L’avenir du plus ancien fabricant d’armes français, Verney-Carron, est en jeu. Placée en redressement judiciaire en février dernier, l’entreprise stéphanoise est en passe d’être rachetée par le groupe belge FN Browning, une situation qui interroge alors que le gouvernement clame son ambition de renforcer la souveraineté industrielle et militaire du pays. Entre désintérêt de l’État et prise de contrôle étrangère, le cas Verney-Carron illustre une fois de plus l’incapacité française à préserver ses industries stratégiques.
Un géant belge à la rescousse d’une entreprise en difficulté
Fondée en 1820 à Saint-Étienne, Verney-Carron est une référence dans le domaine de l’armement, notamment pour ses fusils de chasse et ses lanceurs de balles de défense (LBD) utilisés par les forces de l’ordre françaises. Mais confrontée à d’importantes difficultés financières, l’entreprise a dû se placer sous la protection du tribunal de commerce.
C’est dans ce contexte que le groupe FN Browning, acteur majeur du secteur basé en Belgique et détenu en partie par la région wallonne, a proposé une offre de rachat, prenant ainsi le contrôle de 70 % de la société. Cette acquisition permettrait à Verney-Carron de bénéficier d’un réseau de distribution plus large et d’une capacité d’investissement renforcée. Toutefois, cette prise de contrôle étrangère pose de sérieuses questions quant à l’indépendance de la filière armurière française.
Un État spectateur de son propre déclassement industriel
Alors que le président Macron insiste régulièrement sur la nécessité de relocaliser la production stratégique en Europe, le cas Verney-Carron démontre que ces déclarations peinent à se concrétiser. Malgré l’importance historique et économique de l’armurier stéphanois, le ministère des Finances a refusé d’accorder un prêt de 4,5 millions d’euros via le Fonds pour le développement économique et social (FDES), qui aurait pu éviter un rachat étranger.
Ce refus est d’autant plus incompréhensible que la somme demandée représente à peine le prix d’un seul canon Caesar, ce matériel militaire que la France expédie par centaines à l’Ukraine. L’État semble une fois de plus préférer investir massivement dans des entreprises étrangères plutôt que de soutenir ses propres industries.
Une mobilisation politique tardive, mais nécessaire ?

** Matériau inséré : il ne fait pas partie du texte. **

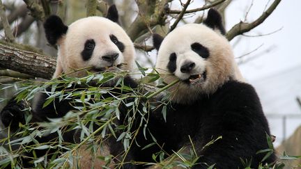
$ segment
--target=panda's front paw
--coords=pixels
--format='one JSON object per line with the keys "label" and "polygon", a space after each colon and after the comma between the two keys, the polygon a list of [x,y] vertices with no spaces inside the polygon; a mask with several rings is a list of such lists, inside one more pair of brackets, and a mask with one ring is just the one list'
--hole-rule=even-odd
{"label": "panda's front paw", "polygon": [[17,102],[14,98],[11,99],[8,104],[2,109],[0,113],[1,120],[5,127],[10,124],[12,131],[19,128],[19,123],[25,123],[24,112],[25,102]]}

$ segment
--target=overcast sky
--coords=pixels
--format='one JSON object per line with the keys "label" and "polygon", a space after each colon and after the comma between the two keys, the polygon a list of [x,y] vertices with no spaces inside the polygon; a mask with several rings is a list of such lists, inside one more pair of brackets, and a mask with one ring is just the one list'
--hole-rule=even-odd
{"label": "overcast sky", "polygon": [[[252,3],[249,1],[234,0],[226,10],[226,28],[229,30],[240,20],[245,19],[245,11]],[[267,0],[255,0],[247,20],[253,21],[262,14]],[[270,4],[273,1],[270,1]],[[268,34],[260,37],[242,37],[234,47],[236,57],[247,54],[261,46],[245,59],[258,56],[240,66],[244,77],[249,81],[275,74],[287,69],[301,66],[301,1],[281,1],[272,15],[259,26],[247,33],[248,35]],[[232,40],[234,43],[237,38]],[[265,52],[271,49],[270,52]],[[301,74],[300,74],[301,76]],[[301,85],[301,84],[300,84]]]}

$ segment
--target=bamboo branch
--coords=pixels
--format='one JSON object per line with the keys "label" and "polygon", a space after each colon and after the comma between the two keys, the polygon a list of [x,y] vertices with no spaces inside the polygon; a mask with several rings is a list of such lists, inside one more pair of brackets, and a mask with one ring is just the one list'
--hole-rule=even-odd
{"label": "bamboo branch", "polygon": [[33,77],[50,79],[54,72],[54,58],[16,47],[0,44],[0,67]]}
{"label": "bamboo branch", "polygon": [[191,1],[191,0],[187,0],[186,3],[184,5],[181,13],[178,16],[178,18],[176,19],[176,20],[175,21],[173,24],[171,25],[169,32],[172,31],[172,30],[173,30],[176,28],[176,26],[178,25],[178,24],[180,21],[180,19],[182,19],[183,17],[184,16],[184,14],[185,13],[187,8],[188,7],[189,4],[190,3],[190,1]]}
{"label": "bamboo branch", "polygon": [[256,27],[263,23],[265,19],[274,11],[281,0],[275,0],[270,6],[255,21],[251,23],[240,22],[234,25],[230,31],[226,33],[226,38],[229,40],[231,40],[234,37],[241,35],[245,32],[249,31],[251,29]]}
{"label": "bamboo branch", "polygon": [[13,36],[13,32],[10,30],[10,26],[8,24],[8,21],[5,14],[5,7],[2,4],[2,1],[0,0],[0,18],[1,19],[2,25],[3,26],[6,38],[8,42],[13,42],[13,41],[15,41],[15,37]]}
{"label": "bamboo branch", "polygon": [[[208,6],[203,6],[203,7],[201,7],[201,8],[195,8],[195,9],[192,9],[192,10],[185,10],[184,12],[184,13],[196,13],[196,12],[199,12],[199,11],[201,11],[201,10],[206,10],[206,9],[209,9],[209,8],[210,8],[212,7],[217,6],[218,4],[222,3],[222,2],[225,1],[226,0],[216,1],[213,2],[213,3],[211,3],[210,5],[208,5]],[[168,12],[168,13],[169,13],[169,14],[180,14],[182,12],[183,12],[183,10],[170,10]]]}
{"label": "bamboo branch", "polygon": [[86,4],[86,16],[95,16],[98,1],[96,0],[88,0]]}

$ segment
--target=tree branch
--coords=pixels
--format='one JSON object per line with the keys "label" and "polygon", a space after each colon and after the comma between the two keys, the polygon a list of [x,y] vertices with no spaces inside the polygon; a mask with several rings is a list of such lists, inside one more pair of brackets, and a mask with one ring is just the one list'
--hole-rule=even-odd
{"label": "tree branch", "polygon": [[0,44],[0,61],[1,67],[47,79],[52,78],[56,63],[50,56],[3,44]]}
{"label": "tree branch", "polygon": [[268,8],[268,10],[263,12],[261,16],[260,16],[255,21],[251,23],[240,22],[240,23],[234,25],[234,26],[233,26],[231,29],[230,29],[230,31],[226,34],[226,38],[229,40],[231,40],[233,38],[234,38],[234,37],[247,32],[263,23],[265,19],[268,18],[268,17],[270,16],[270,15],[274,11],[281,1],[281,0],[275,0]]}
{"label": "tree branch", "polygon": [[0,0],[0,18],[1,19],[2,25],[4,28],[4,33],[7,40],[10,42],[13,42],[15,41],[15,37],[13,36],[12,31],[10,30],[10,26],[5,14],[5,7],[2,4],[1,0]]}
{"label": "tree branch", "polygon": [[27,8],[31,11],[31,16],[40,21],[44,21],[45,15],[43,8],[40,6],[38,2],[34,0],[23,0],[27,5]]}
{"label": "tree branch", "polygon": [[96,0],[88,0],[86,3],[86,16],[95,16],[97,10],[97,1]]}
{"label": "tree branch", "polygon": [[176,19],[176,20],[175,21],[175,22],[173,23],[173,24],[171,25],[171,29],[169,30],[169,32],[172,31],[172,30],[173,30],[176,28],[176,26],[178,25],[178,24],[180,21],[180,19],[182,19],[182,18],[184,16],[184,14],[185,14],[185,13],[186,11],[187,8],[188,7],[189,4],[190,3],[190,1],[191,0],[187,0],[187,1],[186,2],[186,3],[184,5],[183,8],[181,13],[178,16],[178,18]]}
{"label": "tree branch", "polygon": [[23,32],[26,31],[34,21],[35,19],[33,17],[27,15],[23,21],[15,28],[13,34],[15,35],[15,37],[18,37]]}
{"label": "tree branch", "polygon": [[[199,11],[201,11],[201,10],[206,10],[206,9],[209,9],[209,8],[210,8],[212,7],[217,6],[218,4],[222,3],[222,2],[225,1],[226,0],[218,0],[218,1],[216,1],[213,2],[211,4],[206,6],[203,6],[203,7],[195,8],[195,9],[192,9],[192,10],[185,10],[184,12],[184,13],[196,13],[196,12],[199,12]],[[182,13],[182,11],[183,11],[183,10],[170,10],[168,12],[168,13],[169,13],[169,14],[180,14],[180,13]]]}
{"label": "tree branch", "polygon": [[[17,19],[19,17],[25,17],[27,14],[27,6],[26,4],[24,4],[21,6],[16,8],[15,10],[13,10],[12,13],[8,15],[7,17],[8,23],[10,24],[13,22]],[[3,25],[0,22],[0,30],[3,29]]]}
{"label": "tree branch", "polygon": [[[141,34],[157,24],[164,25],[166,19],[166,5],[169,0],[139,0],[137,1],[139,12],[127,33],[132,41]],[[149,29],[148,29],[149,30]]]}

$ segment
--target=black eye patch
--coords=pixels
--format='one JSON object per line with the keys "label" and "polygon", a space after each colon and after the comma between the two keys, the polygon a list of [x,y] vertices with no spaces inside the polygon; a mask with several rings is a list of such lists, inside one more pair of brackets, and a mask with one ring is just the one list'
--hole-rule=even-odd
{"label": "black eye patch", "polygon": [[170,72],[173,73],[176,69],[176,53],[172,53],[169,56],[169,62],[167,64],[167,69]]}
{"label": "black eye patch", "polygon": [[121,52],[124,51],[125,46],[123,42],[120,42],[114,35],[110,35],[111,41],[115,44]]}
{"label": "black eye patch", "polygon": [[198,54],[201,57],[203,58],[207,58],[209,57],[209,50],[207,47],[201,45],[198,42],[192,44],[192,49],[196,54]]}
{"label": "black eye patch", "polygon": [[82,51],[81,54],[83,60],[86,61],[89,60],[94,51],[95,43],[94,40],[87,40],[84,44],[84,50]]}

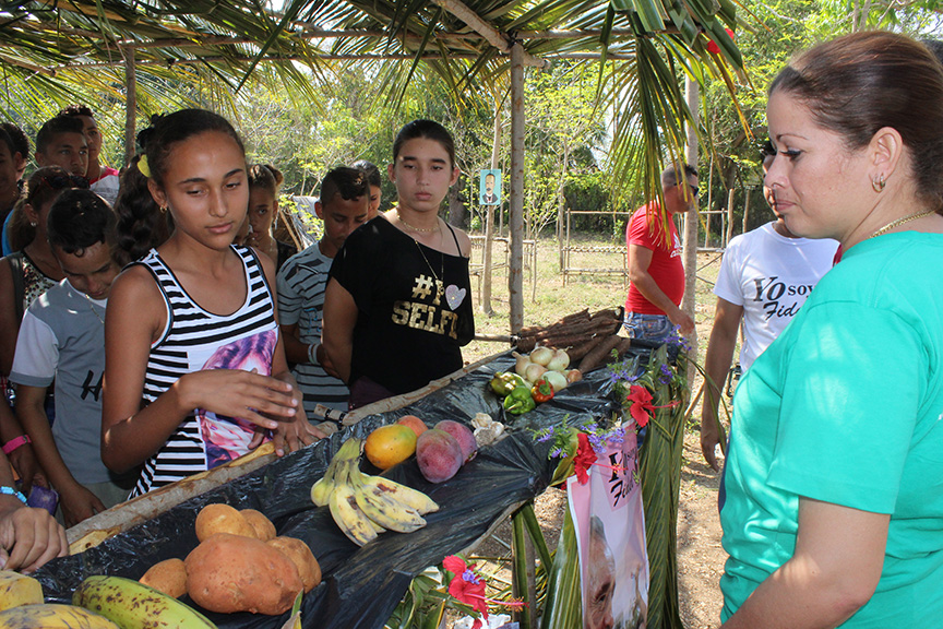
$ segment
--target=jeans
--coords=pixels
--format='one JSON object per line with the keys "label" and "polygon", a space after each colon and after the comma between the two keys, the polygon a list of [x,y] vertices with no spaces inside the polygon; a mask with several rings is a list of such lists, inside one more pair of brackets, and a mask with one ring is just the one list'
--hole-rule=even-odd
{"label": "jeans", "polygon": [[675,324],[667,314],[640,314],[625,312],[623,322],[630,339],[663,343],[675,334]]}

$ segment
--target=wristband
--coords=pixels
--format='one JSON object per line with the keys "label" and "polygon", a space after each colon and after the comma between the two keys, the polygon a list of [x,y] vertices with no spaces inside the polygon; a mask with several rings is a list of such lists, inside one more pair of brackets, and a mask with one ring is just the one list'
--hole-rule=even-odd
{"label": "wristband", "polygon": [[23,502],[24,505],[26,503],[26,497],[23,496],[23,492],[17,491],[12,487],[0,487],[0,494],[5,494],[7,496],[16,496],[16,498],[19,498],[21,502]]}
{"label": "wristband", "polygon": [[29,439],[28,435],[21,435],[20,437],[14,437],[13,439],[11,439],[10,441],[8,441],[7,443],[3,444],[3,453],[10,454],[11,452],[13,452],[13,450],[15,450],[16,448],[20,448],[24,443],[32,443],[32,442],[33,442],[33,440]]}

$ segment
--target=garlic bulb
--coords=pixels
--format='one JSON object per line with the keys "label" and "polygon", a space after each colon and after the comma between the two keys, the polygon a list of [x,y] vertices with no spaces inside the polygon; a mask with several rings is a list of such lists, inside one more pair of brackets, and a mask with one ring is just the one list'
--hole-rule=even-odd
{"label": "garlic bulb", "polygon": [[551,371],[563,371],[570,366],[570,355],[563,349],[553,352],[553,357],[547,363],[547,368]]}

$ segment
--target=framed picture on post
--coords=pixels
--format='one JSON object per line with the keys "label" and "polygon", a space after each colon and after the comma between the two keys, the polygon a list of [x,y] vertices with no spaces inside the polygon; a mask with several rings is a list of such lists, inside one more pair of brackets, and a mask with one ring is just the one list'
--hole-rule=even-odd
{"label": "framed picture on post", "polygon": [[478,180],[478,197],[481,205],[501,204],[501,169],[481,170]]}

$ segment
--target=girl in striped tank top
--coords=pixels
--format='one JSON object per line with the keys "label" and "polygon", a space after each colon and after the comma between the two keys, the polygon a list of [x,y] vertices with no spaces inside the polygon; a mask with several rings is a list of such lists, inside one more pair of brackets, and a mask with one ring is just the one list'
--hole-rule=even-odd
{"label": "girl in striped tank top", "polygon": [[[102,459],[143,464],[132,496],[241,456],[323,437],[305,417],[276,323],[275,270],[232,245],[246,218],[246,153],[224,118],[163,118],[142,173],[176,227],[115,281],[105,328]],[[140,168],[141,165],[139,165]]]}

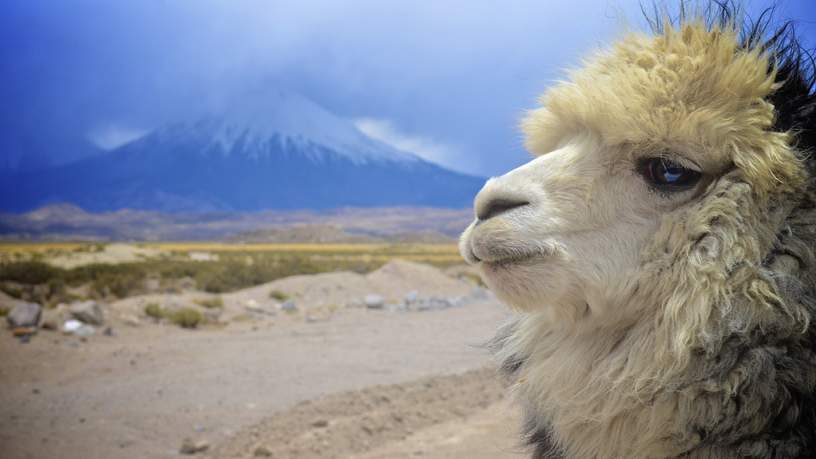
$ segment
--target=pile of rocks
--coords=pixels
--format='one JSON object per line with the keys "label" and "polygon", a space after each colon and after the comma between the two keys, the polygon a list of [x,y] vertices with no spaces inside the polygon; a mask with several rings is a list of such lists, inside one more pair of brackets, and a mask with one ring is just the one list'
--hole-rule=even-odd
{"label": "pile of rocks", "polygon": [[40,329],[61,329],[66,334],[87,337],[96,333],[97,327],[105,323],[103,307],[96,301],[59,304],[53,309],[43,309],[37,303],[0,295],[0,308],[7,311],[6,322],[14,336],[24,342]]}
{"label": "pile of rocks", "polygon": [[397,303],[388,303],[381,295],[369,294],[363,298],[362,305],[368,309],[384,309],[392,312],[434,311],[485,301],[489,296],[490,293],[480,287],[473,288],[466,295],[453,297],[422,296],[417,291],[411,291],[405,295],[402,301]]}

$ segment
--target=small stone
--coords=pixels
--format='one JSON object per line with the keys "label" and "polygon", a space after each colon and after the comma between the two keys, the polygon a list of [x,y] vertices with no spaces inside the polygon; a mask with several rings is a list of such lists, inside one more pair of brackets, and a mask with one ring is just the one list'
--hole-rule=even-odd
{"label": "small stone", "polygon": [[102,306],[96,301],[81,301],[71,305],[71,316],[74,319],[90,325],[102,325],[105,322],[105,315]]}
{"label": "small stone", "polygon": [[412,290],[412,291],[405,294],[404,301],[405,301],[405,304],[413,304],[413,303],[416,303],[418,299],[419,299],[419,292],[417,292],[416,290]]}
{"label": "small stone", "polygon": [[81,326],[82,326],[82,322],[80,322],[78,320],[75,320],[75,319],[66,320],[65,323],[62,324],[62,331],[63,331],[63,333],[66,333],[66,334],[70,335],[71,333],[77,331],[77,329],[79,329],[79,327],[81,327]]}
{"label": "small stone", "polygon": [[181,448],[179,448],[179,452],[181,454],[198,454],[203,453],[210,449],[210,444],[206,441],[193,441],[190,438],[185,438],[184,441],[181,442]]}
{"label": "small stone", "polygon": [[382,309],[385,306],[385,299],[376,294],[366,295],[363,302],[368,309]]}
{"label": "small stone", "polygon": [[82,325],[73,331],[73,334],[79,336],[80,338],[87,338],[94,333],[96,333],[96,328],[94,328],[93,325]]}
{"label": "small stone", "polygon": [[132,314],[127,314],[127,315],[122,316],[122,321],[125,323],[125,325],[127,325],[129,327],[138,327],[138,326],[142,325],[142,321],[139,320],[138,317],[136,317],[136,316],[134,316]]}
{"label": "small stone", "polygon": [[14,330],[12,330],[11,332],[16,337],[22,337],[37,333],[37,329],[34,327],[15,327]]}
{"label": "small stone", "polygon": [[328,427],[328,426],[329,426],[329,421],[327,421],[325,419],[318,419],[317,421],[312,423],[312,427],[317,427],[317,428],[320,428],[320,429],[322,429],[324,427]]}
{"label": "small stone", "polygon": [[11,328],[36,327],[40,322],[42,307],[37,303],[17,302],[6,316]]}
{"label": "small stone", "polygon": [[259,446],[255,448],[252,455],[255,457],[272,457],[272,451],[266,446]]}

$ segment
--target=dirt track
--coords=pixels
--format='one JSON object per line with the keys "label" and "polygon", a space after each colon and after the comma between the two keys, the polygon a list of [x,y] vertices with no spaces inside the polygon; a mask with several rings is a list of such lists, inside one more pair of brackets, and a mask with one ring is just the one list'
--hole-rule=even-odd
{"label": "dirt track", "polygon": [[[207,454],[217,457],[251,454],[254,442],[284,451],[285,441],[274,437],[276,426],[286,424],[281,420],[291,421],[281,427],[290,429],[286,438],[308,440],[314,431],[297,427],[306,418],[294,413],[305,400],[317,407],[309,422],[326,421],[318,428],[334,435],[331,443],[314,456],[273,457],[476,458],[479,451],[484,458],[516,457],[515,421],[499,400],[492,371],[410,383],[489,366],[478,344],[505,315],[487,302],[420,313],[348,310],[324,322],[276,322],[257,330],[250,324],[192,332],[121,328],[115,337],[89,342],[43,331],[21,344],[4,334],[3,457],[177,457],[187,437],[207,441]],[[408,384],[370,388],[397,383]],[[338,427],[342,416],[320,413],[327,395],[342,392],[333,409],[346,403],[348,429]],[[359,397],[377,399],[380,392],[394,402],[360,409]],[[406,393],[415,398],[400,398]],[[380,432],[373,436],[362,427],[372,416],[392,413],[406,422],[374,422],[368,430]],[[270,419],[278,423],[269,427]]]}

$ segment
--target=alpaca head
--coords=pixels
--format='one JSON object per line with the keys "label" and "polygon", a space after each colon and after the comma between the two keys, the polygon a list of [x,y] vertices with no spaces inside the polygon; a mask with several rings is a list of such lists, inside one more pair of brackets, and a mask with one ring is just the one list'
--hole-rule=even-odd
{"label": "alpaca head", "polygon": [[565,328],[663,314],[689,334],[740,292],[778,295],[754,281],[807,189],[814,102],[795,50],[761,35],[630,35],[544,94],[522,123],[536,157],[485,184],[460,242],[500,299]]}

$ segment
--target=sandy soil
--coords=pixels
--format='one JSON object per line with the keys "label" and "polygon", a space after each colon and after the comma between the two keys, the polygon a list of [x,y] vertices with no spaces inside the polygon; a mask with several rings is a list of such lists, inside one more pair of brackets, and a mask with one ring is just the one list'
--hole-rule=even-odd
{"label": "sandy soil", "polygon": [[479,347],[505,317],[486,301],[197,331],[121,326],[85,342],[4,333],[2,456],[178,457],[190,438],[211,457],[518,457],[514,411]]}

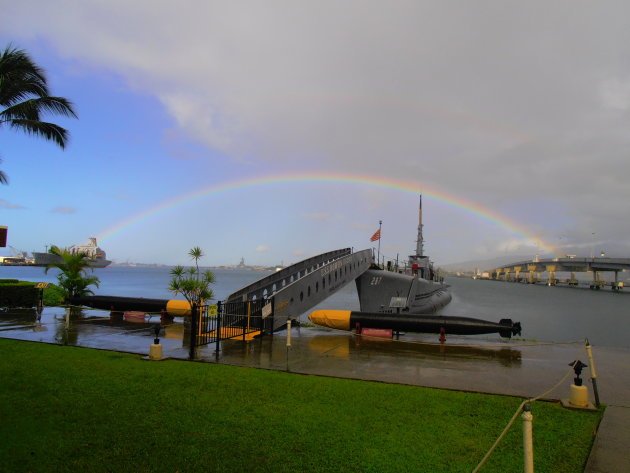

Face à ce désintérêt gouvernemental, plusieurs figures politiques montent au créneau. Marion Maréchal et le député Thibaut Monnier ont interpellé le Premier ministre François Bayrou à travers une lettre ouverte, dénonçant un nouvel abandon industriel aux conséquences stratégiques. Ils rappellent que Verney-Carron, labellisée « Entreprise du patrimoine vivant », emploie plus de 70 salariés et joue un rôle central dans l’armement de la police nationale.
Les parlementaires de la Loire ont également adressé un courrier au ministère des Finances pour tenter de sauver l’entreprise. Mais sans engagement concret de l’État, la reprise par FN Browning semble désormais inévitable.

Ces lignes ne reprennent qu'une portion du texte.